Director: Shome Makhija
Writer: Shome Makhija
Cast: Sonam Kapoor Ahuja, Purab Kohli, Vinay Pathak, Shubham Saraf, and Lillete Dubey
An orphan in Glasgow with a Sikh surname and Jesus on a crucifix dangling on her chest — this is Sonam Kapoor Ahuja as Gia Singh, a police officer, who was once top of her class, and now has not a hair out of place. One night, after yanking her rebellious brother (Danesh Razvi) out of a concert and driving him home against his will, she has an accident. She loses both her sight and her brother. The guilt of this loss looms over Blind. Gia is removed from the police force and spends her days in a neat loft, with her support dog Elsa. Her blind gaze stares out into nothingness while sharp red light from the neon sign outside her window pours over her to show Gia’s glossy, emotional disrepair against Glasgow’s melancholy cityscape.
One night, The Driver (Purab Kohli) sees Gia waiting for a cab on a lonely street. He comes up to her, pretending to be a cab driver, but Gia’s suspicions are raised and she escapes. What we know and she doesn’t is that The Driver is a nameless serial killer who kidnaps and kills women. There is some psychosexual grunt underpinning this misogynistic bloodlust — something about his mother, his father, his childhood — which the film tosses aside as irrelevant. What does he want from the women he targets? Who knows? That he kidnaps and kills relentlessly is enough for Blind.
Gia, having evaded the killer, reports this interaction to the police and with the help of investigating officer Prithvi Khanna (Vinay Pathak) and another witness, Nikhil Saraf (Shubham Saraf), she spends the remaining two hours of the film trying to nail The Driver. Nikhil becomes a brotherly surrogate; he has that same brashness of tone of her brother, which possibly helps Gia exorcise herself of her gnawing guilt. With neither context nor accent, all the victors and villains are Indians, crossing paths in Glasgow. The film, firmly in the present, does not care to establish the individual paths that led to this crossing. That they crossed should be enough. Though sometimes your curiosity slits through the film, to ask, is it really enough?
Based on a Korean film by the same name, which was earlier remade with Nayanthara as the lead of Netrikann (2021), Blind struggles where the Tamil film excelled. The climax of Netrikann tied together the exorcizing of guilt and the resolving of the chase with an emotional knot, and to compare it to Blind is to see where Hindi cinema pales. If we do not even seem to know how to lay out a story, how to state it, how then do we resolve it? Netrikann, buoyed by Nayanthara’s striking presence, spun the thin plot into a fitting reply to the Tamil hero — here is a woman who is forced to both flex her brain and brawn, even as disability keeps tripping her up.
Blind prefers a more neat, subdued approach, reducing the film to a mere chase. Debutant director Shome Makhija seems to be under the impression that his film is a meditative, grungy portrait of a broken woman who rises to an occasion.

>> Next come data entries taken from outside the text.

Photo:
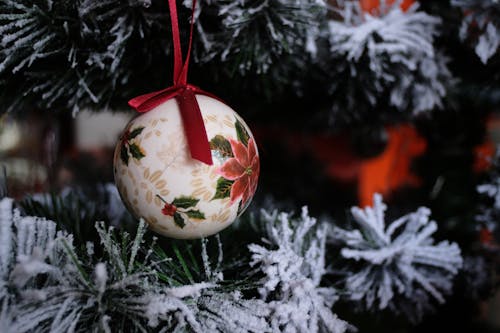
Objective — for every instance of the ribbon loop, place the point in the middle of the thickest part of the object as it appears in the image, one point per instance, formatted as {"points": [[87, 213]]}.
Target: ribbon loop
{"points": [[184, 94]]}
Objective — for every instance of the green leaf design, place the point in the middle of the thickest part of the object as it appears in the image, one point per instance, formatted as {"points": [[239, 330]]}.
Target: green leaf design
{"points": [[135, 132], [241, 132], [222, 145], [223, 189], [124, 154], [136, 151], [179, 220], [195, 214], [185, 202]]}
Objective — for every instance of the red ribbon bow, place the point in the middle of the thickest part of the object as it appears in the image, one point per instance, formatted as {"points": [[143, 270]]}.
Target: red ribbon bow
{"points": [[183, 92]]}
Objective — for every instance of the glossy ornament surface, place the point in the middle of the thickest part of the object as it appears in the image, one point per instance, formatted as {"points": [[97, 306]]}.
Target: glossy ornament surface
{"points": [[178, 196]]}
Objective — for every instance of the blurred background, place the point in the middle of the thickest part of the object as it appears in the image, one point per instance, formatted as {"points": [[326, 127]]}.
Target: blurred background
{"points": [[345, 99]]}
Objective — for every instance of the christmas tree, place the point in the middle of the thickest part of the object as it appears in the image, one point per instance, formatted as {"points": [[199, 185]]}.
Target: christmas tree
{"points": [[378, 187]]}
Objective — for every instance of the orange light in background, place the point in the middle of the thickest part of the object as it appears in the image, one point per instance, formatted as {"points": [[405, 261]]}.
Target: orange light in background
{"points": [[372, 6], [391, 169]]}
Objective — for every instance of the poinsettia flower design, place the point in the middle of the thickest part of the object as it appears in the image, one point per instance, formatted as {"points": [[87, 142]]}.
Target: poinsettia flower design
{"points": [[243, 169]]}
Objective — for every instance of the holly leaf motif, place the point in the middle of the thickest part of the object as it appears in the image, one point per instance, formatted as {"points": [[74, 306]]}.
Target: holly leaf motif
{"points": [[135, 132], [179, 220], [124, 154], [222, 145], [223, 189], [136, 151], [195, 214], [241, 132], [185, 202]]}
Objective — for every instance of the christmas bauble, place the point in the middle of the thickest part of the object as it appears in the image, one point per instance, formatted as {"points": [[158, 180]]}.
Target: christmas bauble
{"points": [[178, 196]]}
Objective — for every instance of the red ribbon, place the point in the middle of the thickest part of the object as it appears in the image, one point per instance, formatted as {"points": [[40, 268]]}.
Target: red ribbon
{"points": [[183, 92]]}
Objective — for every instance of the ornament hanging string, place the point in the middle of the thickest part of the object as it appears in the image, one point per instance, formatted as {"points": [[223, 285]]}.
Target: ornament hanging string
{"points": [[183, 92]]}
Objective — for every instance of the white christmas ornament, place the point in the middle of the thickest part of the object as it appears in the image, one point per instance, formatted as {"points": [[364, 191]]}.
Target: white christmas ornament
{"points": [[178, 196]]}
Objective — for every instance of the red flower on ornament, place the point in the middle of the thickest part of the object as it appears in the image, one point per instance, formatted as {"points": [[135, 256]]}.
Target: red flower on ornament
{"points": [[182, 209], [243, 169]]}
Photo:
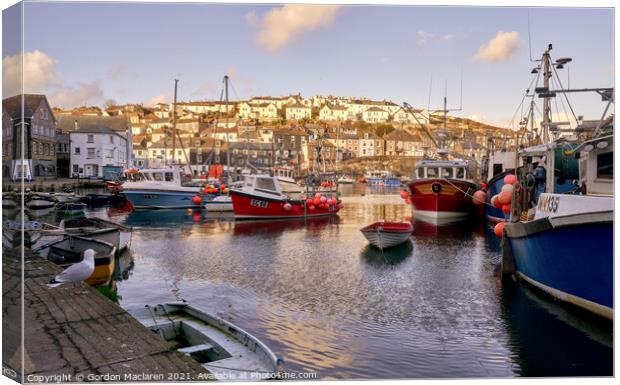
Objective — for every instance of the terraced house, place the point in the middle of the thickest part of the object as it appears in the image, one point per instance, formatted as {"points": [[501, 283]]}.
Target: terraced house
{"points": [[37, 125]]}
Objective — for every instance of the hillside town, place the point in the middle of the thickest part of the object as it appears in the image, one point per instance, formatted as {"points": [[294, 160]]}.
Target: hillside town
{"points": [[257, 133]]}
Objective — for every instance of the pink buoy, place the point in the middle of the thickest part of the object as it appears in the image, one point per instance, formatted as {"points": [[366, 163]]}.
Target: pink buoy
{"points": [[479, 197], [499, 229], [510, 179], [508, 187], [506, 209], [505, 197]]}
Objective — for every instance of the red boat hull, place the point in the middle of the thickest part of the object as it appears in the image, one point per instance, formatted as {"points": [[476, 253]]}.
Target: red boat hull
{"points": [[440, 199], [247, 206]]}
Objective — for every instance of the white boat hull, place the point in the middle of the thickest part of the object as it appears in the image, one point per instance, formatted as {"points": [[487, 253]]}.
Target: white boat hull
{"points": [[384, 240]]}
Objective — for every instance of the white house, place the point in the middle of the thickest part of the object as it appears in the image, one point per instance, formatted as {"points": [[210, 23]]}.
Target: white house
{"points": [[333, 112], [375, 115], [297, 111], [95, 146]]}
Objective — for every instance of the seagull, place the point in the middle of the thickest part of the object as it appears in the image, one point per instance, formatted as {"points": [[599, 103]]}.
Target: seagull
{"points": [[77, 272]]}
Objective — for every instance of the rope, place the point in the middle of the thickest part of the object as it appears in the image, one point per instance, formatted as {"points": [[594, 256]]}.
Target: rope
{"points": [[466, 193]]}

In an effort to posture profundity, every scene overstays its welcome, lingering for a few more seconds than it should. Closeups fray. This slow gait makes the shallow stride of the film more apparent. Gia has been flattened into her guilt. Every time she is alone, there is wallowing in flashbacks, quick dissolves, and old recordings of her brother. This guilt weighs heavily on the film because it becomes Gia’s singular defining trait. What interiority can you mine from such a steamrolled silhouette?
Besides, Sonam Kapoor Ahuja’s cinematic presence is, as we have known it, glazed and leans towards excess. We are always aware that hers is a performance, that she hovers above a character instead of sinking under its skin. We can see the effort of performance in the way she grimaces, the self-conscious body language, a bookish delivery. Her action scenes in this film have the rhythm of kathak — if you pay close attention, you might just begin to spot teen-taal in the thrashings. Nothing of Kapoor Ahuja leaks into the character except, perhaps, her grace. When she holds her hand to her mouth trying to muffle a cry, marvel at her long, thin fingers (so elegant and delicate) over her face contorting in ways that imply grief, but don’t necessarily evoke it.
Makhija tries to pump life into this inert film through the soundscape instead, using sometimes jazz, sometimes rock. Rap makes an uneasy appearance. In one scene The Driver is playing the piano while a woman tries to escape from behind him, without making a sound. The staccato sounds of the piano — diegetic sound — suddenly brim when overlaid with a tense score — non-diegetic sound — till it becomes one. This little moment of innovation is gorgeous. Elsewhere a radio plays as men pummel one another. The film keeps reverting to these soundscapes to emphatically screech out the points it is unable to make through its visuals — either the crunch of the bones, the sound of flesh being lobbed off, or even a thing as simple, as essential as tension. Blind flatlines because the chase isn’t coherent or tight. Scenes wither into boredom. Characters blur into archetypes. Ultimately, unable to see the light, Blind stumbles over its own rudderless mediocrity.